I thought we had blogged this before and bewailed the lack of a photo of the mosaic … if so, I can’t find it in my pre-coffee haze. Whatever the case, Focus-Fen has an interview with Dimitar Yankov on the mosaic:
Focus: Mr Yankov, the mosaic you discovered – what had it been part of, what building?
Dimitar Yankov: We are still in the field of hypothesis here, but on the basis of the image on the mosaic’s insignia we can speak about a private building or a temple to Dionysius. It is still to be interpreted, though. The insignia is still not fully uncovered, but what has been uncovered by now speaks of a scene connected to a procession by the retinue of Dionysus – one of the most worshiped Thracian deities. What we have so far seen from it is a figure of a satyr and two dancing maenads behind it. The image is really elegant and the figures on the insignia are well-preserved. This is only hypothetically a Dionysus temple, since we do not know what temples in the actual cities looked like back at the time. The information on a Dionysus temple in the Rhodope Mountains which both media and scholars have been mentioning a lot lately is one thing, but we have no idea what city temples looked like. What we have is preliminary data which leads us to thinking the building might have been a temple.
Focus: What century do you think that the mosaic originates from?
Dimitar Yankov: It dates from 3rd century, i.e. it is Roman and coincides with the time of the prosperity of Augusta Traiana.
Focus: What are the predominant techniques of workmanship of the mosaic?

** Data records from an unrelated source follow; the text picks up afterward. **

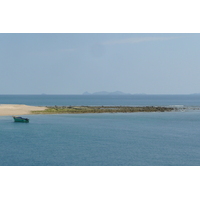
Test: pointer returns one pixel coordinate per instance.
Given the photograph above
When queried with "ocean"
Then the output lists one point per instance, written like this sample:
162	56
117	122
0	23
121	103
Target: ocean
111	139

Dimitar Yankov: It is made from small stone cubes with the opus tessellatum technique, but glass smalt has also been used for the finer parts of the figures – the chaplets of the two dancing maenads are tied with such glass cubes, which have a shiny colour, along the hands and the girdles of the chiton of the two dancing maenads are also tied with such smalt cubes. The mosaic is multi-coloured and more than 5 shades of red have been used, around 5-6 shades of blue-grey, as the red varies from pale pink to dark cerise. There is a certain vivacity of the figures of the dancers, a vivacity which springs from the figure of the satyr, who is leading the parade of these maenads, as well. We also have to point that the mosaic is very clear – there are no figures of animals, which are usually accompanying this plot – the retinue of Dionysus.
Focus: Have any such mosaics been discovered in the past?
Dimitar Yankov: This is the first mosaic of this type, not only in Bulgaria, but on the entire territory of the eastern provinces of the Roman Empire. There is no exact analogue to this mosaic, and I am convinced that this is the only one discovered so far. It is the first of its kind in Bulgaria – that is 100% certain. The mosaic is a wonderful masterpiece of the Roman mosaic art in our lands.
Focus: What is the meaning of the mosaic and do you have any hopes that when you continue the excavations you will find something as valuable, or even more valuable than it?
Dimitar Yankov: The remaining part of the emblem of the mosaic must have Dionysus on it, as this is a compulsory figure in the retinue, and there will probably be one more figure from the emblem of the mosaic. This is at least what our expectations are. I am now sure whether we will manage to excavate this part of the mosaic, which is to the north. We have an issue with the adjacent land, where the owners have investment plans – it is difficult to dig as the mound is too big. For now I cannot say whether we will be able to discover the remaining part of the emblem of the mosaic. I hope that we will be able to. In the next 3 or 4 days things will be much clearer.
Focus: Where will the mosaic be stored after its restoration and will it be accessible to the general public?
Dimitar Yankov: The mosaic will be disassembled first. It needs conservation, as it cannot be left like this during the winter. After the conservation and restoration, which will be more a certain fortification of the mosaic with a new basis, it will be exhibited in the new museum building. We have such opportunities, and we are even considering exhibiting it in one of the halls of our current museum. The conservation and restoration process, however will cost a lot of money, and I hope that after the local elections the municipality will manage to find sufficient amount of money for that, and I also hope that local representatives of the business will contribute with donations.
I would like to add that the mosaic is unique not only for the history of our city, but also for the art history on Bulgarian lands in general and in the eastern provinces of the Roman Empire. There will probably be many discussions about the character of the building, as we are unable to make a thorough research of the complex in which the mosaic was included. This however could be done by next generations.